Publié le par Waldar

 Les deux employés du CICR, enlevés respectivement le 9 novembre au Tchad et le 22 octobre au Soudan, sont "en bonne santé", a annoncé mardi le Comité international de la Croix-Rouge (CICR), précisant que ces informations datent du 12 novembre.

Vendredi, l'AFP avait appris que le premier, Laurent Maurice, un agronome, avait pu "téléphoner jeudi à ses responsables à N'Djamena pour leur dire que (ses ravisseurs) demandent un million d'euros avant de le libérer", selon une source proche de la Coordination nationale d'appui à la force internationale à l'est du Tchad.

Une rançon avait également été demandée par les ravisseurs du second employé du CICR, Gauthier Lefèvre, enlevé au Soudan.

Mardi, le CICR a affirmé avoir "réussi à avoir des contacts téléphoniques avec les ravisseurs de chacun de nos deux collaborateurs. Nous avons également réussi à parler directement avec Gauthier et Laurent. Ils disent tous deux qu'ils sont en bonne santé".

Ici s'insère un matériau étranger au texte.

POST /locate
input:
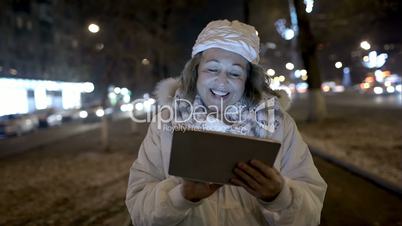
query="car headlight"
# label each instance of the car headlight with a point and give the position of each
(100, 112)
(83, 114)
(139, 106)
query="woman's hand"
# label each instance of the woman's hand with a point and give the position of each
(259, 179)
(195, 191)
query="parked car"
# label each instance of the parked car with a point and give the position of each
(17, 124)
(95, 113)
(71, 115)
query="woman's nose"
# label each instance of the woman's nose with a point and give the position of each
(222, 78)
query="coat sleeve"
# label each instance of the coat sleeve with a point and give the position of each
(301, 200)
(153, 199)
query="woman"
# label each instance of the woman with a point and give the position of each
(223, 74)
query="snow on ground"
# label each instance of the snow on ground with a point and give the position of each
(368, 138)
(71, 182)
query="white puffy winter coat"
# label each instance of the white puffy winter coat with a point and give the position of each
(155, 198)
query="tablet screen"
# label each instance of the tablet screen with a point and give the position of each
(212, 156)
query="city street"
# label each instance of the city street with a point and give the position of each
(72, 182)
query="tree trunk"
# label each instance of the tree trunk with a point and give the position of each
(307, 45)
(105, 120)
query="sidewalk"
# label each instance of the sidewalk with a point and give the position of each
(368, 139)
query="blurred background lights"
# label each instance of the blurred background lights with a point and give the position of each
(117, 90)
(93, 28)
(83, 114)
(145, 61)
(373, 60)
(297, 73)
(378, 90)
(289, 66)
(309, 5)
(365, 45)
(285, 32)
(271, 72)
(100, 112)
(88, 87)
(139, 106)
(289, 34)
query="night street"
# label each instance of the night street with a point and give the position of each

"À ce stade, nous ignorons s'il y a un lien entre les deux incidents (...) Nous ne savons pas exactement qui est derrière ces enlèvements ni quels sont les motifs des ravisseurs, et nous ne voulons pas avancer d'hypothèses", a estimé Daniel Duvillard, chef des opérations CICR pour l'Afrique de l'Est.

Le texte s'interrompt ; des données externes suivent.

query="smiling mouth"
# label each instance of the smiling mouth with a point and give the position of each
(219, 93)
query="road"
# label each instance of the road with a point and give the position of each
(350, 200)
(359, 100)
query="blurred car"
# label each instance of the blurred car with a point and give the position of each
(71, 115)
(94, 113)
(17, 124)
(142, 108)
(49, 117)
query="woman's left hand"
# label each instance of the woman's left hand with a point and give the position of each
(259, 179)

"Nous avons effectivement reçu une demande de rançon pour Gauthier, mais le CICR a pour politique de ne pas payer de rançon. Il continuera de faire le maximum, en utilisant ses canaux de communication habituels, pour obtenir la libération de Gauthier et de Laurent", a précisé M. Duvillard.

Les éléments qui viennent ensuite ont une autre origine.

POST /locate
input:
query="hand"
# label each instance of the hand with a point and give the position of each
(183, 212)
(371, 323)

Quant à la suspension "temporaire des activités" du CICR au Darfour Ouest et dans l'est du Tchad, M. Duvillard a précisé: "nous sommes profondément inquiets pour les populations touchées par les conflits armés: ce sont elles, évidemment, qui vont subir les conséquences de l'interruption soudaine des activités du CICR (...), le CICR s'efforce de faire parvenir une aide vitale aux personnes qui en ont besoin", avec la collaboration d'autres organismes.

"Mais cet objectif ne pourra être atteint que si le personnel humanitaire est respecté", a ajouté le responsable du CICR.